In [2]:
import pandas as pd
import torch
import gc

In [5]:
if torch.cuda.is_available():
    print("CUDA is available. GPU will be used for inference.")
else:
    print("CUDA is not available. Inference will run on CPU.")

device = torch.device("cuda" if torch.cuda.is_available() else "cpu")


# load the datasets
df = pd.read_excel("D:\CJ\course\大四下\\final project\ARO\ARO Intelligent\preparation\data\corpus.xlsx")

texts = df["Content"].tolist()

CUDA is available.
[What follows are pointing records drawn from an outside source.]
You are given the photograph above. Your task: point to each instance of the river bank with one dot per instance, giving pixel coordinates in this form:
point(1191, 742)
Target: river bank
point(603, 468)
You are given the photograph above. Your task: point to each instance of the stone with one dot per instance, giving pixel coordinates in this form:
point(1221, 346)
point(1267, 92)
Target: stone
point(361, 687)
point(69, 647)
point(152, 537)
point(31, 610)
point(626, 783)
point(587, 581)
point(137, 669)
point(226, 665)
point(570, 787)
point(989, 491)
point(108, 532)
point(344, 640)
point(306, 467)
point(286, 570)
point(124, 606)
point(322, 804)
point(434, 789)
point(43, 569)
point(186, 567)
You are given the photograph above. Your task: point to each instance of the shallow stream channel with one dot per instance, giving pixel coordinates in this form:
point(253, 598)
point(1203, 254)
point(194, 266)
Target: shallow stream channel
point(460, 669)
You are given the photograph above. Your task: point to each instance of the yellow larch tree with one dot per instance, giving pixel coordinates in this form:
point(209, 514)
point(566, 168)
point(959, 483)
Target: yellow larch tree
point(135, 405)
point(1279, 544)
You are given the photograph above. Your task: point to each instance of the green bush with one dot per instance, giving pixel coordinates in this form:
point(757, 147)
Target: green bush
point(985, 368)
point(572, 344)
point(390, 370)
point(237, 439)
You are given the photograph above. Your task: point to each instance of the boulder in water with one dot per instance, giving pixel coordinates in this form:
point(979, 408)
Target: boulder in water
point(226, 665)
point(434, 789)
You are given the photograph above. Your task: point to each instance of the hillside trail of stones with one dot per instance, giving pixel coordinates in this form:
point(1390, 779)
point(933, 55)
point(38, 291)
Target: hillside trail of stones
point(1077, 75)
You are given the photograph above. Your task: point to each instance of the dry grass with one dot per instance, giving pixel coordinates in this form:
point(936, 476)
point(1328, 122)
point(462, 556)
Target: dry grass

GPU will be used for inference.


In [9]:

import torch
from transformers import XLMRobertaModel, XLMRobertaTokenizer
from transformers import XLMRobertaForMaskedLM


# extract embeddings
def get_embeddings(model_name, texts, max_length=128, batch_size=32):

    tokenizer = XLMRobertaTokenizer.from_pretrained('xlm-roberta-base')
    model_path = r"D:\\CJ\\course\\大四下\\final project\ARO\ARO Intelligent\\preparation\\model\\xlm_trained_model"


    if model_name == 'xlm-roberta-base':
        model = XLMRobertaModel.from_pretrained(model_name)
    else:
        model = XLMRobertaModel.from_pretrained(model_path)
    
    model.eval()  # set model to evaluation mode 
    
    embeddings = []
    for i in range(0, len(texts), batch_size):
        batch_texts = texts[i:i+batch_size]
        inputs = tokenizer(batch_texts, return_tensors='pt', max_length=max_length, truncation=True, padding='max_length')
        
        with torch.no_grad():  # do not calculate gradients to save memory
            outputs = model(**inputs)
            batch_embeddings = outputs.last_hidden_state.mean(dim=1)  # use mean pooling
            embeddings.append(batch_embeddings)
            del inputs, outputs, batch_embeddings  # Free up memory
            gc.collect()
            
    embeddings_tensor = torch.cat(embeddings, dim=0)
    return embeddings_tensor

# use mBERT model to extract embeddings
xlmr_trained_embeddings = get_embeddings('xlm-roberta-trained-base', texts)

# use XLM-R model to extract embeddings
xlmr_embeddings = get_embeddings('xlm-roberta-base', texts)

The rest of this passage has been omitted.